The most basic task when fitting is to change the limits of the model parameters. To begin, perform a fit with the normal full model
load demo.mat
a = bt.fit(bt.model.full,f,s_single)
Next, make a copy of +bt/+model/full.m and call the copy +bt/+model/full_gee_extended.m. This now defines a new class called full_gee_extended. Open the file, and change the class definition on line 1, the name of the constructor on line 28, and the string naming the model on line 29, to this new class. These lines originally read
1 classdef full < bt.model.template
28 function self = full() % Constructor
29 self.name = 'model_full';
and you should change them to
1 classdef full_gee_extended < bt.model.template
28 function self = full_gee_extended() % Constructor
29 self.name = 'model_full_gee_extended';
Having completed these steps, you have now created a new model called full_gee_extended. You can now run
b = bt.fit(bt.model.full_gee_extended,f,s_single)
Of course, the model is identical in substance to bt.model.full, so your results will not be any different. Now that we have created a new model object, we can now start to make the changes we want to test. For full_gee_extended, let's suppose we wanted to see what happens if Gee is allowed to take larger values. The default limits in full.m are:
self.limits = [ 0 -40 0 -40 -5 10 100 0.075 0 ;...
20 0 40 0 0 100 800 0.14 1 ];
The rows correspond to the lower and upper bounds, and the columns correspond to the parameter, in the same order as in self.param_names. For full.m, we have
self.param_names = {'Gee','Gei','Gese','Gesre','Gsrs','Alpha','Beta','t0','EMGa'};
so the upper bound on Gee in self.limits in the first column, second row. We can double it as follows:
self.limits = [ 0 -40 0 -40 -5 10 100 0.075 0 ;...
40 0 40 0 0 100 800 0.14 1 ];
and then run the fit
b = bt.fit(bt.model.full_gee_extended,f,s_single)
As shown below, the plot now reflects the new upper bound on Gee.
Note that if you run b.interactive_fit or any of the other plots, the updated limit will automatically be used.
- Make a copy of one of the existing models
- Update the list of parameters, units, limits
- Step through each function implemented by the model, and update it to support the new parameters. Pay particular attention to
-
objective, because this is probably where your parameters have an effect -
validate_paramsif a simple range is insufficient to rule out all invalid parameter values -
initialize_fit- you will need to add your parameter to the vector of initial values returned by this function
-
If your model is based heavily on another existing one, you can inherit from that model instead of template.
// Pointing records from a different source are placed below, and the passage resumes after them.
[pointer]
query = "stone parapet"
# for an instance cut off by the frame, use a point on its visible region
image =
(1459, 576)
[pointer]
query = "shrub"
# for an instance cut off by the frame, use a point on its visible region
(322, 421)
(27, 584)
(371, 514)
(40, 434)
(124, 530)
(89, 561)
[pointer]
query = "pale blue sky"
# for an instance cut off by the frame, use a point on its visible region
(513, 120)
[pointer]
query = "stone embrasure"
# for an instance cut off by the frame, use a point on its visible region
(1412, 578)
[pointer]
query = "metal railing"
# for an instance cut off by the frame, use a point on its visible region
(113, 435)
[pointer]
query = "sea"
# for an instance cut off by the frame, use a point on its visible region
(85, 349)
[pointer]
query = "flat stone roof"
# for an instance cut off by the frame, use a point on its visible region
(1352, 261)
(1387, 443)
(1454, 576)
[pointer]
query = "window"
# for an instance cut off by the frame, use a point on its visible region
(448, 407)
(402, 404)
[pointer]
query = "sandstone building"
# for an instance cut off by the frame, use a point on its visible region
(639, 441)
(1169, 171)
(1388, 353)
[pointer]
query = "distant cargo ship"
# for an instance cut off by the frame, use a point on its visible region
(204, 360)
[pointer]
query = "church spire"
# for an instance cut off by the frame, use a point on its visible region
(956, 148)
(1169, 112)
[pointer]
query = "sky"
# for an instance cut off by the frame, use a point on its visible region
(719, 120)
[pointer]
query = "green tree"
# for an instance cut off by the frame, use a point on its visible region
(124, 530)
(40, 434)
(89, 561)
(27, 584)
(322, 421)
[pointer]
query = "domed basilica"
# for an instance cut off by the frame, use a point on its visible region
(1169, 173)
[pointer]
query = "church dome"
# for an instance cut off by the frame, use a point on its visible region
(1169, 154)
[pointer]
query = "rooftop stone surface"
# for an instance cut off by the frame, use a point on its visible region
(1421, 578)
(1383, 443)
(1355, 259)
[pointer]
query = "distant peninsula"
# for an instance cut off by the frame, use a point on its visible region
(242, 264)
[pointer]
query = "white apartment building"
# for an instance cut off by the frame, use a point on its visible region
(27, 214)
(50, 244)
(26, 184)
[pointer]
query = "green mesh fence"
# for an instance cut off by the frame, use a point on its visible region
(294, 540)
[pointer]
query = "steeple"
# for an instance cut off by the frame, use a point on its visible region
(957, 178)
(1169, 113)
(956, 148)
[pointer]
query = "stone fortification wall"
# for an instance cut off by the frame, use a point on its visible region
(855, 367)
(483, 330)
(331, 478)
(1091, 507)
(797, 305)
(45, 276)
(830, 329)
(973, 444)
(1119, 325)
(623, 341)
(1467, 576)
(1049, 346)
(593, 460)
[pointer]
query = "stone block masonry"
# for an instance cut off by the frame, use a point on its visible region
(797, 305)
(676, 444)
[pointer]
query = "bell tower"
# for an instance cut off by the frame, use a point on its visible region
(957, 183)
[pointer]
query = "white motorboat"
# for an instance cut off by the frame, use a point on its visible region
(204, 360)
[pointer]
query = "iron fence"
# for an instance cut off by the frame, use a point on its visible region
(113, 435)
For example, reduced_emgf is almost identical to reduced except it has an extra EMG parameter. Since most of the auxiliary functions are unchanged, reduced_emgf inherits from reduced and only overloads the functions in which the EMG parameter is required. full_norm takes this a step further by even calling full.objective before performing its own special renormalization.
Lastly, one very important step is to tune the initial step size for the chain. This is best accomplished by setting debugmode = true in one of the wrappers, such that the trace plot for the chain is displayed. Generally, not enough steps are being accepted and the trace plot looks like a series of steps, you should decrease the initial step size. Whereas if the initial step size is too small, the trace plot will show that it takes a long time to reach the stationary distribution. In particular, the amplitude of the trace plot will likely increase with the number of steps, and the initial step size is probably too small if the amplitude is still increasing after the burn-in period.